The Real Way To Reach Baby Boomers

Marketers have successfully used real people of all ages to advertise their products, especially in the beauty and fashion realms. One campaign I really like is for Cole Haan, which celebrated its 85th anniversary with ads showing black-and-white portraits of people who were born in 1928, including poet Maya Angelou and astronaut Captain Jim Lovell. 

But often, when it comes to marketing retirement communities, we default to using stock photos. Part of that could be a fear that images of actual, current residents won’t be in the right age bracket to appeal to the next generation of retirees — especially since some studies have found that people tend to feel 10 years younger than their chronological age.

Despite that statistic, I feel that showing the real people of the community whenever possible is the best option. Real people in real settings means powerful, emotionally engaging opportunities — even if they haven’t won the Pulitzer Prize for poetry or guided a rocket ship to earth. 



We can sense real. We can sense authenticity. We know when we're being pandered to, and when we walk on campus, we will most certainly know if the story we've been told reflects our experience. To do that, we can't just put a smiling stock photo of an attractive 59-year-old on the cover of a brochure or a homepage. It doesn't feel right.  

People want to see themselves in a community, learn who their friends might be, and view situations in which they can picture themselves. That doesn’t happen with 90% of the stock photography out there. It’s either too staged or too perfect — too idealized or too forced.

Aspiration is good. But the kind of aspiration we need is to let people know that their lives can become more enriched and rewarding — that the future they have dreamed of and planned for can actually come true.
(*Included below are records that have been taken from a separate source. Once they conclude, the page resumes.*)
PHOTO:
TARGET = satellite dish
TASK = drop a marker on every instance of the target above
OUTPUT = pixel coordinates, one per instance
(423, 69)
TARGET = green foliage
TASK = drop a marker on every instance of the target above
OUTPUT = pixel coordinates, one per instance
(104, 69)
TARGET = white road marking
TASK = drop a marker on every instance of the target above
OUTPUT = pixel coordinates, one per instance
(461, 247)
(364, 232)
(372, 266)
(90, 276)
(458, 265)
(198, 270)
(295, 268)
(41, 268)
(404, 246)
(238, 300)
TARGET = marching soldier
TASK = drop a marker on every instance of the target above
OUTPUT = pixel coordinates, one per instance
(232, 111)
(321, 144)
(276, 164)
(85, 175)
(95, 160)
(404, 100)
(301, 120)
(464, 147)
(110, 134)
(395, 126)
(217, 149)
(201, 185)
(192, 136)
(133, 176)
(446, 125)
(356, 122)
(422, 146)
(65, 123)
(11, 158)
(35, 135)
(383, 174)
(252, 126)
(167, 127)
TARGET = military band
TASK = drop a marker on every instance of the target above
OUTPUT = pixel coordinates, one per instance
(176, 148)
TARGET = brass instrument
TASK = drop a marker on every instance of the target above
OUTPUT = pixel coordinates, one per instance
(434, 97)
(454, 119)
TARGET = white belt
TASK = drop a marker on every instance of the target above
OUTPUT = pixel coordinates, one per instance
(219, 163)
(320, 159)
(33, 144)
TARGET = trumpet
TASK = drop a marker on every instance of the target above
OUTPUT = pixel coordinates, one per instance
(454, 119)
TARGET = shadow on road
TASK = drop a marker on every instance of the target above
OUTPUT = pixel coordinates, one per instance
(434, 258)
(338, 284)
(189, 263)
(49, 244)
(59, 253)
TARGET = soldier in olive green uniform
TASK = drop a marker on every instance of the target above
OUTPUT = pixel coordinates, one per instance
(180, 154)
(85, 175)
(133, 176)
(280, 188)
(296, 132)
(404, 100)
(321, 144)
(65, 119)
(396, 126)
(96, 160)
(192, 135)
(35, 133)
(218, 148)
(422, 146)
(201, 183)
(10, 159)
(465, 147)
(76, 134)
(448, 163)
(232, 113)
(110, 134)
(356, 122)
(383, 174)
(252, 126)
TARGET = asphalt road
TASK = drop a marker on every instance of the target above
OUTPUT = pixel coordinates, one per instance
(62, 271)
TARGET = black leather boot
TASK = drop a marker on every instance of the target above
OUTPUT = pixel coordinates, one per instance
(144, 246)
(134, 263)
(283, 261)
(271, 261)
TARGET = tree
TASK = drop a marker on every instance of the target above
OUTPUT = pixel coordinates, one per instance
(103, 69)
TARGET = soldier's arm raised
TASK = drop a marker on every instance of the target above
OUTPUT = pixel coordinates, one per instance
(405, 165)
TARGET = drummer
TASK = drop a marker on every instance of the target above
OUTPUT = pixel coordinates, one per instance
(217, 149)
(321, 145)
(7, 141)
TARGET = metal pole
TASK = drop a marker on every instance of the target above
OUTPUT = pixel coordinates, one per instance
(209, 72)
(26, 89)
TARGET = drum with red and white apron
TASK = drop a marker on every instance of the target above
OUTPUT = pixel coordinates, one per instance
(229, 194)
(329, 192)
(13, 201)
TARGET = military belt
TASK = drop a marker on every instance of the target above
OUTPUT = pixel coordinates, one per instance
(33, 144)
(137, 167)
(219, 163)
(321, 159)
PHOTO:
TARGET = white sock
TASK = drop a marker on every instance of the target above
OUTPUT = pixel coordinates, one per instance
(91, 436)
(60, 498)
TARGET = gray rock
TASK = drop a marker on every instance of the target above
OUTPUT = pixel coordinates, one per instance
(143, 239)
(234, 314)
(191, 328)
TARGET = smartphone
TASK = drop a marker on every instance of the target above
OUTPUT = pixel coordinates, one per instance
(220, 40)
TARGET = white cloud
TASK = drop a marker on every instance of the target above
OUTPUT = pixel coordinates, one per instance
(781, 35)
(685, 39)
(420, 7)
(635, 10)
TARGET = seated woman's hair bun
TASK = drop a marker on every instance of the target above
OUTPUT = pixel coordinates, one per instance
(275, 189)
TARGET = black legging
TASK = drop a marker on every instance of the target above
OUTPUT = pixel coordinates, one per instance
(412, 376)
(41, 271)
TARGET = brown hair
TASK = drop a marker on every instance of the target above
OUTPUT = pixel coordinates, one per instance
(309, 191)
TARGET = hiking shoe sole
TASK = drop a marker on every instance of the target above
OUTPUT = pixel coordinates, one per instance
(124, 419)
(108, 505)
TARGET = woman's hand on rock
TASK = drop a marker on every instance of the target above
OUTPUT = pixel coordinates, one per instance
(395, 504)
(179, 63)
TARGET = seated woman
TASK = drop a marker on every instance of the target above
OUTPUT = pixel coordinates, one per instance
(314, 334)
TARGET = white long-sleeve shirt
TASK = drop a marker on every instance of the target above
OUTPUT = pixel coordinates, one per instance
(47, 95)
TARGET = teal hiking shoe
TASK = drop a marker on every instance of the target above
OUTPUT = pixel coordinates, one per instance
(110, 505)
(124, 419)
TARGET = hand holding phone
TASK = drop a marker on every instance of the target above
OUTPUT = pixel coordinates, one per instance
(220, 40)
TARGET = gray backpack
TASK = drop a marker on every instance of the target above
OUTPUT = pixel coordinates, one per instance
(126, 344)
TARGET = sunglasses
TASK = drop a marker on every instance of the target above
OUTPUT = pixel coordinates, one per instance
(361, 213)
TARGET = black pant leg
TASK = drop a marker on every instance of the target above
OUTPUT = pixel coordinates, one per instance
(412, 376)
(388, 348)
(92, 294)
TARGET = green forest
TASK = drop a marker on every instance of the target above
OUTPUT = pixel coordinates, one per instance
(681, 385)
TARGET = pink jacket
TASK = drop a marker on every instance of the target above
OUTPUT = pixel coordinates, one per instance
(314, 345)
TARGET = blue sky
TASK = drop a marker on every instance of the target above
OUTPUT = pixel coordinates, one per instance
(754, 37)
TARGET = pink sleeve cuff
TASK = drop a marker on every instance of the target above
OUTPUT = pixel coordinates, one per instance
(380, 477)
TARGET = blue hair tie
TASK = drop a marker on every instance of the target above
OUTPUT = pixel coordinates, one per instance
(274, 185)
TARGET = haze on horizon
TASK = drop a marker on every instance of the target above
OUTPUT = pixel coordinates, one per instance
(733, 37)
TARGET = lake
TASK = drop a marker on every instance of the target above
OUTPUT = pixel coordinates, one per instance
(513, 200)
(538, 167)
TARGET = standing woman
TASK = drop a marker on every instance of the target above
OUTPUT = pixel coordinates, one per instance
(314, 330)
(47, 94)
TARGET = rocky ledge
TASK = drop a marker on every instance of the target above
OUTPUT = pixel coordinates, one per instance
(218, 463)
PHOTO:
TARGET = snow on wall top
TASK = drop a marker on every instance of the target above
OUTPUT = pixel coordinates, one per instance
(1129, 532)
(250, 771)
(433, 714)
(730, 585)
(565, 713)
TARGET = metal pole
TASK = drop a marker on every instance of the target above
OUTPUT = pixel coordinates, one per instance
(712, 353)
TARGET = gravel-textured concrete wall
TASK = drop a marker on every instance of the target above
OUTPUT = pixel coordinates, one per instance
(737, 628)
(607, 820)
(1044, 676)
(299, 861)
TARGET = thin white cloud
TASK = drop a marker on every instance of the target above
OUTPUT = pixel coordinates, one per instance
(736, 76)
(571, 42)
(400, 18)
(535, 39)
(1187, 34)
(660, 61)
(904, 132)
Of course, there are some caveats and challenges with showing real people.Canes, walkers, wheelchairs and oxygen machines are a fact of life as people age. But many retirees don’t want to think about that reality — at least not yet. They know that retirement communities are there to provide a safety net in case a higher level of care is needed someday, but they don’t necessarily want to see what that care entails. 

However, we don’t have to go in the other direction and show residents running a marathon or bench-pressing 350 pounds. One Baby Boomer I know said, “I react positively to ads that show people laughing and having fun, not necessarily always riding bikes, running or being active. Those images don’t relate to everyone, but enjoying life does, in my opinion.” 

When we work with our clients on photo shoots to create the best picture of their community, we look for real stories. Our focus is on letting the residents speak for themselves. We're just a conduit for that message. We're not trying to put words in their mouths; we want them to speak genuinely, from the heart. 

Certainly, we want healthy, vibrant subjects, engaged in their lives and communities. But feeling and being young has so much more to do with who these people are than what they look like. People with the most interesting lives are the most interesting to listen to, to see, to engage with. Of course, we choose flattering photos, but we don’t Photoshop out the wrinkles. 

Capturing these real moments isn’t always easy, but it’s always worth the effort. 

Using professional photographers who can talk to, relate to and empathize with residents makes it easier. Superficial looks or perfect models don’t sell a community. Community sells community.